Background - Anaemia is a common finding in the preoperative setting, affecting around one-third of patients for whom major surgery is programmed. Moreover, preoperative anaemia has been shown to worsen patient outcome and increase length of hospital stay and costs. In the field of preoperative anaemia correction, a recent Consensus statement suggested reviewing the classic World Health Organization (WHO) criteria in adults by aligning the haemoglobin cut-off to 13 g/dL for both genders. The aim of our study was to assess the differences in terms of prevalence, transfusion rate, transfusion trigger, and blood losses according to gender in a mixed population of surgical patients.
Material and methods - We reviewed data of 610 consecutive patients undergoing elective major surgery at a tertiary care hospital during a 9-month period. Transfusion rate and transfusion triggers were recorded, analysed and stratified by haemoglobin class, with a particular focus on the 12.0-12.9 g/dL range.

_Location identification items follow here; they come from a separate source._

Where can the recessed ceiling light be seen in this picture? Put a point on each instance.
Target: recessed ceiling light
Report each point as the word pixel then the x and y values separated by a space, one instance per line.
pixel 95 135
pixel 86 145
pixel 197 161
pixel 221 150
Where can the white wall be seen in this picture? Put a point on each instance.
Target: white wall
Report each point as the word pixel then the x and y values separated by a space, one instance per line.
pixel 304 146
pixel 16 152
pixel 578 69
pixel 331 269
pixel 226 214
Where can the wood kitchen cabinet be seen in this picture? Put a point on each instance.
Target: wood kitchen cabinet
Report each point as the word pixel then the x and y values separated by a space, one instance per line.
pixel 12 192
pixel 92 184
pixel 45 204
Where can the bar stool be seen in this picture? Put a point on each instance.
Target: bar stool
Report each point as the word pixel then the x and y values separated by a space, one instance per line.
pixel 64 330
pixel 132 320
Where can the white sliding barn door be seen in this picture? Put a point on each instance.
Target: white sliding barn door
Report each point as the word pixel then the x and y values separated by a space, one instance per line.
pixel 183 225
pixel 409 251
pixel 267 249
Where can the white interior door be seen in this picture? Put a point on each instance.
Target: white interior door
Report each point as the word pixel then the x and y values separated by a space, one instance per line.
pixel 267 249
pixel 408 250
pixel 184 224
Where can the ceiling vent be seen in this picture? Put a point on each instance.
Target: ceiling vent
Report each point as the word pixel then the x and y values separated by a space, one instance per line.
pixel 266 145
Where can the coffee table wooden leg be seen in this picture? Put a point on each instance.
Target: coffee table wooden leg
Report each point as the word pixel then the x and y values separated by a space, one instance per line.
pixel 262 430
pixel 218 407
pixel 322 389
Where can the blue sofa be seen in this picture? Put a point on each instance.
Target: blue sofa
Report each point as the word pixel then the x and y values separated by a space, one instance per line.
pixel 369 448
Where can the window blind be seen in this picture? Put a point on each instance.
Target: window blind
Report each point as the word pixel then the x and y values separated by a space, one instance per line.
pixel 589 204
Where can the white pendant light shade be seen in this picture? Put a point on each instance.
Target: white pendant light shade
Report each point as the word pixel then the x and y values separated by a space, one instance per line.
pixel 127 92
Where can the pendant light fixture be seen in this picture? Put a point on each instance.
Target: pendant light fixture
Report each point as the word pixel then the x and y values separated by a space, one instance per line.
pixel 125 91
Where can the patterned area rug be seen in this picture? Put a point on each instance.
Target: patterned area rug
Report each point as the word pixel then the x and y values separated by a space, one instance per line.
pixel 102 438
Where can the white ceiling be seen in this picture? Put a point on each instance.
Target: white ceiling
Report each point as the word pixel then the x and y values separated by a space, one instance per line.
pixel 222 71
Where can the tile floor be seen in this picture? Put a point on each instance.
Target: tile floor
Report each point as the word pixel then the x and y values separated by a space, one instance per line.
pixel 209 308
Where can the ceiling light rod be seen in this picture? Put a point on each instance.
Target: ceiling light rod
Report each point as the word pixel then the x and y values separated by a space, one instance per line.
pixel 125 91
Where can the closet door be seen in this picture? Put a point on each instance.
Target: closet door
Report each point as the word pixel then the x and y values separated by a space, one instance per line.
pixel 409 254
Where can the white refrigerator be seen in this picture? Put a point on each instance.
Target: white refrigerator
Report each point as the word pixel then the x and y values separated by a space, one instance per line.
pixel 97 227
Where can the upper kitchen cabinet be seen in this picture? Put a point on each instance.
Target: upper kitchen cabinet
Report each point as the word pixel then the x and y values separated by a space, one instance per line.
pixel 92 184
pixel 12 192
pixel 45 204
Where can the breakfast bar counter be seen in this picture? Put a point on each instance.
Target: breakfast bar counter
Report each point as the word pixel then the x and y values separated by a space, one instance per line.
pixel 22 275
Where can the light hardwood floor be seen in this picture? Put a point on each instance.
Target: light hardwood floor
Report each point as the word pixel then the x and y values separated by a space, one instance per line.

Results - Since the anaemia threshold was redefined at 13 g/dL for both genders, its prevalence rose from 26.4 to 39.5% (161/610 vs 241/610; p<0.001) in the overall population and from 22.7 to 49.3% (68/300 vs 148/300; p<0.001) in women. Eighty women (26.7%) fell in the haemoglobin 12.0-12.9 g/dL range, and this category was the most represented among transfused women (34.0%). There was no statistical difference in transfusion triggers or overall transfusion rate between genders. Subjects of both genders were transfused at the same haemoglobin level (8.1 g/dL), but women reached the transfusion trigger after less red cell mass loss than men, i.e. 377 mL (249-472 mL) vs 528 mL (356-717 mL), respectively (p<0.001).
Discussion - Treatment of pre-surgical anaemia is one of the core principles of Patient Blood Management. Aligning the haemoglobin threshold between genders in the management of pre-surgical anaemia may result in a lower transfusion rate, but in an increased workload for medical staff in the preoperative phase.